Recently, the general counsel for TBC Corp., the parent company of car parts companies Midas and National Tire & Battery, got a two-year stayed suspension from the Board of Professional Conduct of the Supreme Court of Ohio for practicing out-of-state despite prior suspensions from the state for failing to comply with his CLE obligations. The decision arises out of charges that the general counsel engaged in unauthorized practice in Florida while under suspension in Ohio.
In 2009, Marciak was hired as general counsel for Florida-based TBC Retail Group and later promoted to senior vice president, general counsel and secretary of TBC Corp. As General counsel, Marciak oversaw a team of in-house attorneys managing litigation and was otherwise in a legal position requiring him to have a current license to practice. Despite his legal work in Florida, Marciak did not obtain a certification as an “authorized house counsel” until December of 2015.
Marciak’s problems began when a former employee of TBC filed a bar complaint with the State of Florida in 2015 alleging Marciak was being engaged in the unauthorized practice of law, resulting in disciplinary action. The same employee thereafter filed a bar complaint with the State of Ohio alleging violation of their local rules, including the practice of law in another jurisdiction while suspended.
According to the court’s records, Marciak was suspended from the practice of law in Ohio in 2007 and sanctioned in 2009 and 2011 for failing to comply with his Ohio CLE credits. According to the Court Marciak failed to certify his compliance with Ohio’s biennial CLE compliance reporting for seven years. Further, Marciak only obtained the Florida certificate as authorized house counsel after the initial bar complaint was filed against him. Ultimately, the Ohio Supreme Court entered the two-year stayed suspension, saying that Marciak did not represent a future risk to the public and was attending and presenting at CLE classes.

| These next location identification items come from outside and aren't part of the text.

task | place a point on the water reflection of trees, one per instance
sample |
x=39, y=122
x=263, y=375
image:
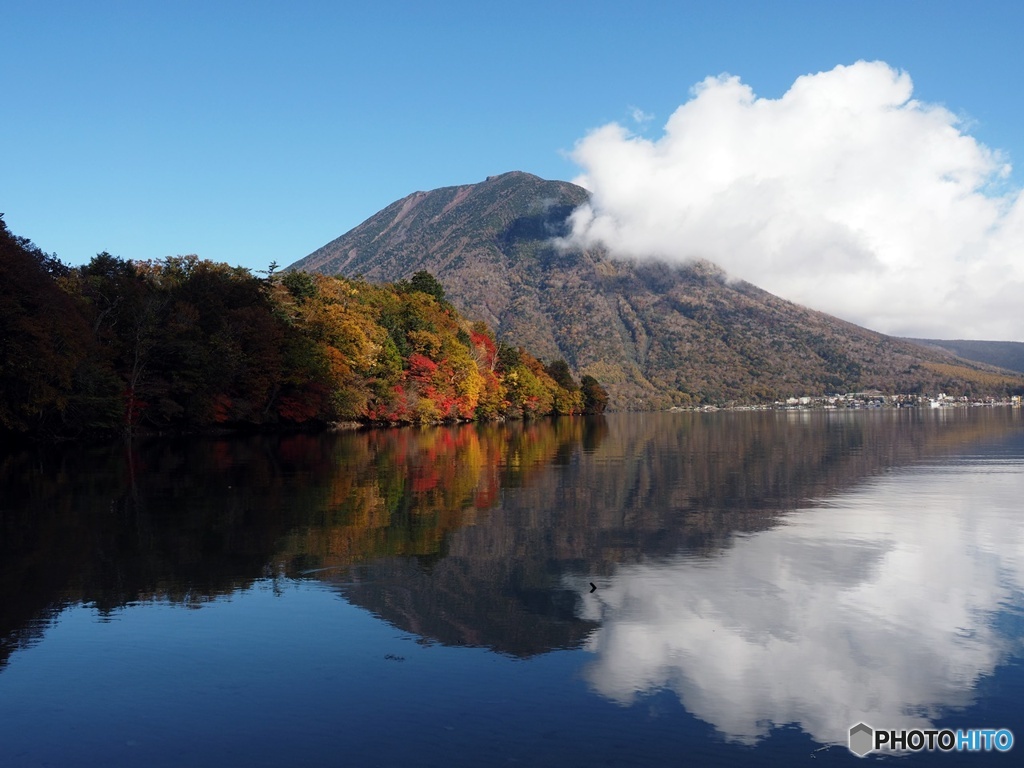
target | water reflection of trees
x=458, y=534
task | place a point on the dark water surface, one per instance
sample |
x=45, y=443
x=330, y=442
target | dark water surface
x=422, y=597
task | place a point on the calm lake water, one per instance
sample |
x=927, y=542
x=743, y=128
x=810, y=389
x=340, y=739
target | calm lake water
x=423, y=596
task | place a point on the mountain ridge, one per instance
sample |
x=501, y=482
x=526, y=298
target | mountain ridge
x=654, y=334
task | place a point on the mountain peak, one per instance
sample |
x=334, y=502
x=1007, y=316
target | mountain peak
x=654, y=334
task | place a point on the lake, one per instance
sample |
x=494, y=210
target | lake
x=636, y=590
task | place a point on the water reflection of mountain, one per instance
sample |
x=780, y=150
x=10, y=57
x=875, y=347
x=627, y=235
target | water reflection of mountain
x=655, y=485
x=889, y=603
x=460, y=535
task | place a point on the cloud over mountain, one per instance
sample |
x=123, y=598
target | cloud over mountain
x=845, y=194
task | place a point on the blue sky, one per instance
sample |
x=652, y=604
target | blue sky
x=249, y=132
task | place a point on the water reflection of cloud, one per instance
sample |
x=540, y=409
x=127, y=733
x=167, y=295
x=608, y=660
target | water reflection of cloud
x=877, y=606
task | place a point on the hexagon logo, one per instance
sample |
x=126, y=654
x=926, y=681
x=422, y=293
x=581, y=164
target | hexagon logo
x=861, y=738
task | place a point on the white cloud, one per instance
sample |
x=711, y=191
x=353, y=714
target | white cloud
x=845, y=195
x=868, y=609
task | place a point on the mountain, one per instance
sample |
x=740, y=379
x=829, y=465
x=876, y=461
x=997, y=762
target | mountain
x=1008, y=354
x=655, y=335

However the court warned that if Marciak failed to remain in full compliance, the stay would be immediately lifted and he would be required to serve the entire two-year suspension.
Despite receiving a stayed suspension, the lessons from Marciak’s natter is clear: every lawyer must familiarize themselves with the rules of the court and professional rules of conduct for the jurisdiction in which you practice and any other states in which you might practice law.